Location
- Country: United States
- State: Washington
- Counties: Snohomish County

Physical characteristics
- Source: Clear Lake (Washington)
- • location: North Cascades
- • coordinates: 48°06′45″N 121°38′35″W﻿ / ﻿48.11250°N 121.64306°W
- • elevation: 2,255 ft (687 m)
- Mouth: Sauk River
- • location: Upstream from Darrington
- • coordinates: 48°13′9″N 121°34′7″W﻿ / ﻿48.21917°N 121.56861°W
- • elevation: 617 ft (188 m)

= Clear Creek (Sauk River tributary) =

Clear Creek is a creek in Snohomish County, Washington.
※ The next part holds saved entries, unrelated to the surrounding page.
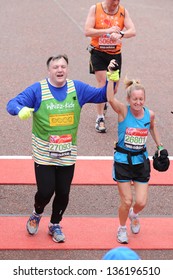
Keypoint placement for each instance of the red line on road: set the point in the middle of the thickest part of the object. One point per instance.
(87, 172)
(86, 233)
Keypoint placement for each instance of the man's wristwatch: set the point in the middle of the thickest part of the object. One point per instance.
(122, 33)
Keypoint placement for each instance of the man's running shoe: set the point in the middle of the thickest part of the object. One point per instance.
(56, 232)
(105, 109)
(33, 223)
(100, 125)
(134, 225)
(122, 236)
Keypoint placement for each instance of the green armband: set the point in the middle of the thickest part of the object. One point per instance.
(160, 147)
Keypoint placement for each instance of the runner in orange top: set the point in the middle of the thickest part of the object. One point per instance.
(107, 24)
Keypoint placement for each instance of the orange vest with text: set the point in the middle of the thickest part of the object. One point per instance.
(103, 21)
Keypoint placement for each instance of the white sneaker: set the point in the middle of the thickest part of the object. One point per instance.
(135, 224)
(122, 236)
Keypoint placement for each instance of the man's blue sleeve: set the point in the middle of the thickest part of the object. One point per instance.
(90, 94)
(30, 97)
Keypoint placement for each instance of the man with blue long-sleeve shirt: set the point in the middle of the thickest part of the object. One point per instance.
(55, 104)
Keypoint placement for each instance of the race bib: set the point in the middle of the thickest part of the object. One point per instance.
(60, 146)
(105, 42)
(135, 138)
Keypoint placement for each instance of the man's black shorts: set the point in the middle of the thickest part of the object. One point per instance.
(100, 60)
(138, 172)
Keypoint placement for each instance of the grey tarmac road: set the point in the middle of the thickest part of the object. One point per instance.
(31, 31)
It is a tributary of the Sauk River and enters the river just above the community of Darrington.

==Course==
The creek rises in Clear Lake near Granite Pass in the Boulder River Wilderness. It briefly flows east before soon turning north. About 1.3 mi after turning north, the creek is joined by one of its largest tributaries, Copper Creek. After receiving Copper Creek, the creek turns northeast. It flows northeast for about 3.9 mi until it turns north again at its confluence with another major tributary, Helena Creek. Just above the mouth of Helena Creek, the creek drops over Asbestos Falls. Just below the Helena Creek confluence, the creek is joined by tiny Asbestos Creek, which drops over tall Asbestos Creek Falls just before entering Clear Creek. From there, the creek flows north for about 2 miles to its confluence with the Sauk. The creek is joined by Burns Creek just above where it enters the Sauk.